To maximise our blending options, all batches of Old Bush Vine Grenache are crushed as separate parcels, to either 6 tonne static pumpover fermenters or 8 tonne open top stainless steel fermenters, which utilise the Yalumba designed cap plunger for cap management. The majority of batches are fully destemmed, however for some batches we do not destem at all, preferring to leave the stems on to help contribute another flavour dimension. The natural or 'wild' yeasts present on the grape skins are then allowed to initiate the sugar fermentation - this may happen within the first 12 hours or so, or it may take up to 2 - 3 days. When the fermentation has progressed about halfway, cultured winery yeasts are then added to ensure completion of this fermentation. Particular batches are then selected to remain on skins post-fermentation which could be up to 2 - 3 months.
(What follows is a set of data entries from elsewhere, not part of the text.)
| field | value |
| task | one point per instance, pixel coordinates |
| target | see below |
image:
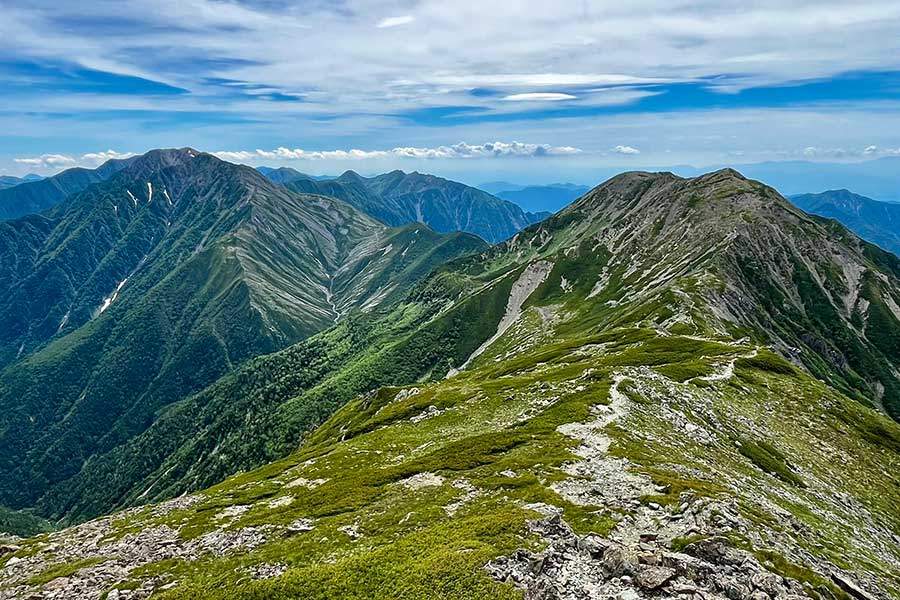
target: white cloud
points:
(46, 162)
(461, 150)
(870, 151)
(626, 150)
(395, 21)
(540, 97)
This then contributes wines with even greater complexity and individuality. After draining and pressing off skins all batches are racked to barrel for maturation.
This wine has a very expressive aroma full with layers of lush plum, blueberry coulis, currant confiture and mulled cherry notes.
The palate is medium to full weighted Grenache that shows a fleshy core of steeped red berry fruit notes that weave through to a juicy mouth-watering finish. With ample tannins, all polished and embedded in the fruit.